Vulnerable patients will be at risk if the House of Lords votes to weaken the law on assisted suicide when it debates the matter later today, critics say.
Euthanasia groups are backing amendments to the Coroners and Justice Bill which will allow assisted suicide in some circumstances.
But opponents say the proposed changes are ill thought out, open to abuse, and leave disabled and terminally ill people feeling like their lives are not worth living.
Writing on the Guardian website the chairwoman of the all-party disability group, Baroness Campbell of Surbiton, said: “Today I and hundreds of other disabled and terminally ill people want you to know, we do not want assisted dying to be legalised for ‘people like us’.”
She pointed out that: “Not one organisation of or for disabled and terminally ill people has campaigned for the changes proposed.”
She added: “They appear not to have noticed that the days of others knowing what is best for disabled and terminally ill people are past.
“We are now empowered and we know what we need to play a full part in society. We want help to live – not help to die.”
At the weekend Lord McColl, a former Professor of Surgery at Guy’s Hospital in London, rubbished the ‘safeguards’ contained in the assisted suicide amendments.
He said: “We are hearing the usual incantations about ‘safeguards’. In fact, when you look closely at what is being proposed, the safeguards are near to non-existent.”
He added: “In truth, far from offering ‘safeguards’, this amendment would introduce new hazards.
“It would just fast-track assisted suicides. The only people for whom it would make life easier are the relatives.”

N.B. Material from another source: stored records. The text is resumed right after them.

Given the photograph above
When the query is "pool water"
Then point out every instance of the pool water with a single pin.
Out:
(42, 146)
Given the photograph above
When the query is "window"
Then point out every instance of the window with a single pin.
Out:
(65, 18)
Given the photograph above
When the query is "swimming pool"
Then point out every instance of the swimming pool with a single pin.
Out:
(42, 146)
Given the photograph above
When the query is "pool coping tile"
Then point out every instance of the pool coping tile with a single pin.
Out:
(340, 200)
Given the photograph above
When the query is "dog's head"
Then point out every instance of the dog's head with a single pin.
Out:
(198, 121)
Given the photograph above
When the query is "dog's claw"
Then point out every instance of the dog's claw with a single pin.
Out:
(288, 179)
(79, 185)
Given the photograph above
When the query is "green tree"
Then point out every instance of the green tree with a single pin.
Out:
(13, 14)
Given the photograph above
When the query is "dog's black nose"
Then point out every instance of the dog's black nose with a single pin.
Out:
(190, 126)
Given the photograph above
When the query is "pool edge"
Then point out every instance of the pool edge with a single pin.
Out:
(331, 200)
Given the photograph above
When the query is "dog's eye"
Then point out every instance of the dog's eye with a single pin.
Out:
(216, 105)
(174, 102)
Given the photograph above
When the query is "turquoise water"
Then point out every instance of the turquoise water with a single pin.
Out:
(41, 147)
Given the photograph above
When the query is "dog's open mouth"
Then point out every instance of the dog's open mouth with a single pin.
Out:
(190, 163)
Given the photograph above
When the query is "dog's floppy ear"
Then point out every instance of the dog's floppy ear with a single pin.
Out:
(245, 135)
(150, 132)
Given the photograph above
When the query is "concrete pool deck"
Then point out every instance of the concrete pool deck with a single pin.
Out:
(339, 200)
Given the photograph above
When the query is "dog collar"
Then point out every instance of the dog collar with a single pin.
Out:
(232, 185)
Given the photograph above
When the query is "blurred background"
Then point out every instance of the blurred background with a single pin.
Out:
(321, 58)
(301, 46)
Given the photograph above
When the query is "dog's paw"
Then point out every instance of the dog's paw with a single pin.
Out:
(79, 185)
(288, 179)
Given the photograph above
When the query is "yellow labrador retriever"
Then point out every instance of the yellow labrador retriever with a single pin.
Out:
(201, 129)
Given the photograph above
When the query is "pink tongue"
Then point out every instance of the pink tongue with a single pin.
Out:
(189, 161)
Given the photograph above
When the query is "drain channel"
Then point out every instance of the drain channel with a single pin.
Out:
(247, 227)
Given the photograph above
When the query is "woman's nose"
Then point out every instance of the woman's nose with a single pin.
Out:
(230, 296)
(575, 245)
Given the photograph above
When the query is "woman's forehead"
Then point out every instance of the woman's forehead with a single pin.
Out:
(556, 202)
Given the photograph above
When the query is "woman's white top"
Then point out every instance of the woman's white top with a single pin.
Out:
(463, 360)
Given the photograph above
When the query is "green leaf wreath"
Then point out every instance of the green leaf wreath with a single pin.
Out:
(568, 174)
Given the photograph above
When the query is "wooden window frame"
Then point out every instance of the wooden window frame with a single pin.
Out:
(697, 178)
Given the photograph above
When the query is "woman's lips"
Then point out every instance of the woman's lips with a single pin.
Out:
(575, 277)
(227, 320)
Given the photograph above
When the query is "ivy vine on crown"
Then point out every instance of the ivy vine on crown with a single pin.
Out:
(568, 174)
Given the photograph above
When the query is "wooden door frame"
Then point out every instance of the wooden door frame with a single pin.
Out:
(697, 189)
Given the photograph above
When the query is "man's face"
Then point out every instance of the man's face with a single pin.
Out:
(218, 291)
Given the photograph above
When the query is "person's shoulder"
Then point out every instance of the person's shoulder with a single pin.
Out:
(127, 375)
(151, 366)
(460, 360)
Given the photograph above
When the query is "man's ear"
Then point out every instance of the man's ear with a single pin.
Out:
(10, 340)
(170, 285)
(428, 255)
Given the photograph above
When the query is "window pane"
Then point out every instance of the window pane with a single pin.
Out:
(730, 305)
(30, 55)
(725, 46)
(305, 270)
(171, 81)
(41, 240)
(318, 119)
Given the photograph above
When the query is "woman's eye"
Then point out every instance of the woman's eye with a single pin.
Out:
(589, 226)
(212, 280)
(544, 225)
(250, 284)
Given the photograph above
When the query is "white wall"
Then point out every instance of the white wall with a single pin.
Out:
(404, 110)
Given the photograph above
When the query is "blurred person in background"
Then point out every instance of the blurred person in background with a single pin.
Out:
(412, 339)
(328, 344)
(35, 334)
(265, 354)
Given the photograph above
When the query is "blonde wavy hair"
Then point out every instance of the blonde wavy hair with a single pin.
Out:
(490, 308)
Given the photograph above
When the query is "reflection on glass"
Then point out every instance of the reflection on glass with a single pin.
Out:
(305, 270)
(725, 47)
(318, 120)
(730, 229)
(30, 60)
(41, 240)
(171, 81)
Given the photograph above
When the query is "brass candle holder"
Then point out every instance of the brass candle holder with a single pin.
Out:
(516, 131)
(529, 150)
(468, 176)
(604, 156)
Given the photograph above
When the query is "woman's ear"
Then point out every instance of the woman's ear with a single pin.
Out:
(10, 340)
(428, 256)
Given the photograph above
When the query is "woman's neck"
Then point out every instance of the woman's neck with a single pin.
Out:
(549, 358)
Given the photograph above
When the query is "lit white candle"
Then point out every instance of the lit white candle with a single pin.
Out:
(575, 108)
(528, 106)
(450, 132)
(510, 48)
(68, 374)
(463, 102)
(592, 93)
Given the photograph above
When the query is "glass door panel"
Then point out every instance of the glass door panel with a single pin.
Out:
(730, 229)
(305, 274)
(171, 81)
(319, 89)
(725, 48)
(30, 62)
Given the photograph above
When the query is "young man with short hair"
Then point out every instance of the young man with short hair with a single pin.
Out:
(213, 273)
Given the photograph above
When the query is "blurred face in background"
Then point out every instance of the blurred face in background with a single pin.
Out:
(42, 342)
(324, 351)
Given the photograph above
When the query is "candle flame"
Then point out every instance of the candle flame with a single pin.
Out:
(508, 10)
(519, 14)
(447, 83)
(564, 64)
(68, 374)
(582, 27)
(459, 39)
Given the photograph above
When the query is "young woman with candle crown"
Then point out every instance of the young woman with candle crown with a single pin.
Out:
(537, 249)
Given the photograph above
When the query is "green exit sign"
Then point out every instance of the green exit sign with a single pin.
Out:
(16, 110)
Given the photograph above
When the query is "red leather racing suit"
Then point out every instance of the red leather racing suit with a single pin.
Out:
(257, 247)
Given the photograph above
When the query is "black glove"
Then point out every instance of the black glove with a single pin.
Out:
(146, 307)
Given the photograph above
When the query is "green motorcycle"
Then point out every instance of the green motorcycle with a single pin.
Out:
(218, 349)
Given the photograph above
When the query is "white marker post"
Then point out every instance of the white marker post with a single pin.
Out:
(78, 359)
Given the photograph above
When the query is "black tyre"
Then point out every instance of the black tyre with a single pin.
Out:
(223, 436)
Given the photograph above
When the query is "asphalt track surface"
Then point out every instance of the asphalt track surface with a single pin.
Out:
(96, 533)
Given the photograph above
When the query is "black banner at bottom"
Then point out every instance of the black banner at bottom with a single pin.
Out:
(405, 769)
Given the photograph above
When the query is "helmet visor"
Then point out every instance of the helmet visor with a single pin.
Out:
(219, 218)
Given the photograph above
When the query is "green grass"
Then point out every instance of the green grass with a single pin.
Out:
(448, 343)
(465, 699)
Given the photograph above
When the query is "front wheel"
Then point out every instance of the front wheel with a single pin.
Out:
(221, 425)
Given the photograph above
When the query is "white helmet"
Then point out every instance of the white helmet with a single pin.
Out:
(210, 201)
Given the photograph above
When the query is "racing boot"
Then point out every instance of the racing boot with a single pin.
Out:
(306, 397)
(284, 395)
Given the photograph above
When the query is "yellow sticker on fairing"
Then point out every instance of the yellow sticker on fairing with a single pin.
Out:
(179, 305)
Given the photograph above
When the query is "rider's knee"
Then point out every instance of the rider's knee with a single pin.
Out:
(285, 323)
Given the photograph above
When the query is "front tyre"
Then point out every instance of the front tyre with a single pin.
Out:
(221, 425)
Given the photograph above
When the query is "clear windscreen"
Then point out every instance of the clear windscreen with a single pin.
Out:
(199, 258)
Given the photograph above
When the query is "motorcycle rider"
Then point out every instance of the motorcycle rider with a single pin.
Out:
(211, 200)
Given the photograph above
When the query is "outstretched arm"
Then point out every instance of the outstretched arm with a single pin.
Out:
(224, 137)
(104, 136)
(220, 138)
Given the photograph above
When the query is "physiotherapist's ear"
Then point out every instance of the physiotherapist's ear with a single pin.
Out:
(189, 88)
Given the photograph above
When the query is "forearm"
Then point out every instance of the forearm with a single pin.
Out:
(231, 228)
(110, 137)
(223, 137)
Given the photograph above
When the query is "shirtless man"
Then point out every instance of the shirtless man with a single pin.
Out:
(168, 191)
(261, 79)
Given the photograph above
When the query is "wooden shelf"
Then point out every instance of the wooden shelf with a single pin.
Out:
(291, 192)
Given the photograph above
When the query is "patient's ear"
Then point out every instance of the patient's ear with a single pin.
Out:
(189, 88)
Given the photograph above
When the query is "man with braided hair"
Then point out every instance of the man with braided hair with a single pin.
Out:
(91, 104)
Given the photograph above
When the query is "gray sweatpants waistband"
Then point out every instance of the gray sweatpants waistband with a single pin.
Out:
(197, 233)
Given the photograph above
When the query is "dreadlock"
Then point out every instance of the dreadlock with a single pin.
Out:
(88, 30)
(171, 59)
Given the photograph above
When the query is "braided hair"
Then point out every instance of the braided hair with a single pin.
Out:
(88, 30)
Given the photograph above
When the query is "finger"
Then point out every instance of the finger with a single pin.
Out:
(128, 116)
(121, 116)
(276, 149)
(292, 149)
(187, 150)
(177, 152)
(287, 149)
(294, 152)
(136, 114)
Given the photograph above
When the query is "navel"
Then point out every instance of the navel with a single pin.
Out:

He continued: “It is hardly surprising therefore that most doctors don’t want anything to do with this sort of thing. They are only too aware of the vulnerability of their seriously ill patients and of the need for them to be given more, not less, protection by the law.”
Sarah Wootton, chief executive of pro-euthanasia group Dignity in Dying, wants to see the assisted suicide amendments succeed.
She said she hopes the House of Lords has “the courage to do what is desperately needed and change the law to end the unnecessary threat of prosecution while safeguarding against abuse.”
But Dr Peter Saunders of the Care Not Killing alliance said the current law should be kept unchanged. “It has a stern face to deter abuse and a kind heart to allow compassion in hard cases,” he said.